Background information
- Born: 22 October 1972 Buffalo, New York, U.S.
- Died: 13 December 2007 (aged 35) Prague, Czech Republic
- Instrument: Drums
- Formerly of: Bootstrappers

= Jan Jakub Kotík =

Czech-American visual artist and drummer

Jan Jakub Kotík (22 October 1972 – 13 December 2007) was a Czech-American visual artist and rock drummer.

== Life ==
Jan Jakub was the son of composer Petr Kotík and curator of contemporary art Charlotta Kotík, who emigrated to the United States in 1970. His paternal grandfather was the artist Jan Kotík and his maternal great-grandfather was Tomáš Garrigue Masaryk — first president of Czechoslovakia. Jan Jakub was a musician and a visual artist.

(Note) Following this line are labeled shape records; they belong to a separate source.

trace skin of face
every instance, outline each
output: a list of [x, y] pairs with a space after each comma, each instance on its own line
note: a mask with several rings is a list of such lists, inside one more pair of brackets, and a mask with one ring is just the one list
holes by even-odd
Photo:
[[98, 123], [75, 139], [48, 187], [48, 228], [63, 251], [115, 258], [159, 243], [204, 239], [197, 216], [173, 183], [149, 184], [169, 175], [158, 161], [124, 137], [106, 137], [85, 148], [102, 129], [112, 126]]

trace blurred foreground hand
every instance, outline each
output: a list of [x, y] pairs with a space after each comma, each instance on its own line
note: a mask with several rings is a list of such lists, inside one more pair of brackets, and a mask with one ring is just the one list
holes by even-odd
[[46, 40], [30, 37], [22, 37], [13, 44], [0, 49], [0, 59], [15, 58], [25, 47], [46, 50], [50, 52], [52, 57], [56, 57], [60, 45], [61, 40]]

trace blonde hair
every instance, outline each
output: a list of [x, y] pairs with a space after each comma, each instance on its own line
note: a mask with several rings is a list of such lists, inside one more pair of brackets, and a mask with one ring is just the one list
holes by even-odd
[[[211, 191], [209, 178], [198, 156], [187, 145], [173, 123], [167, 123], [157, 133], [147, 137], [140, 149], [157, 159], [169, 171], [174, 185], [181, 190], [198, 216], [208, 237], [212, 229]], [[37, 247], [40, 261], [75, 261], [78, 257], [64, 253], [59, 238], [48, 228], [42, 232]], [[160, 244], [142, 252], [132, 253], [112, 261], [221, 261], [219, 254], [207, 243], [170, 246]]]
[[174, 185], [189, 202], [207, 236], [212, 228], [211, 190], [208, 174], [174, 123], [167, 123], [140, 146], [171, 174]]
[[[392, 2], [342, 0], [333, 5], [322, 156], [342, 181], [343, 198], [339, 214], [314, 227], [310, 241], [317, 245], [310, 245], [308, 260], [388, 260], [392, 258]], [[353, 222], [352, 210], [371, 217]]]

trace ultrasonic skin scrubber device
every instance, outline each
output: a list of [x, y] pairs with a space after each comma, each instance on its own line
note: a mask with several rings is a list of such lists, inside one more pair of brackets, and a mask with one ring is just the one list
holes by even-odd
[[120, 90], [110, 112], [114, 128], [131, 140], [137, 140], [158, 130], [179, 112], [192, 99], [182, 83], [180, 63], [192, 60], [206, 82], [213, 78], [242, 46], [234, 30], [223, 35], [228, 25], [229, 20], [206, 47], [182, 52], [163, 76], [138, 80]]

He played drums with the Mommyheads, Beekeeper and Church of Betty, among many other bands in New York City at the time. He attended Fiorello H. LaGuardia High School of Music & Art and Performing Arts in New York City and received a Bachelor of Arts degree from the Cooper Union.

In 2000, he moved to Prague, where he became a highly acclaimed visual artist. In 2007, he was a finalist for the prestigious Jindřich Chalupecký Award. On 13 December 2007, he died after a three-year battle with cancer.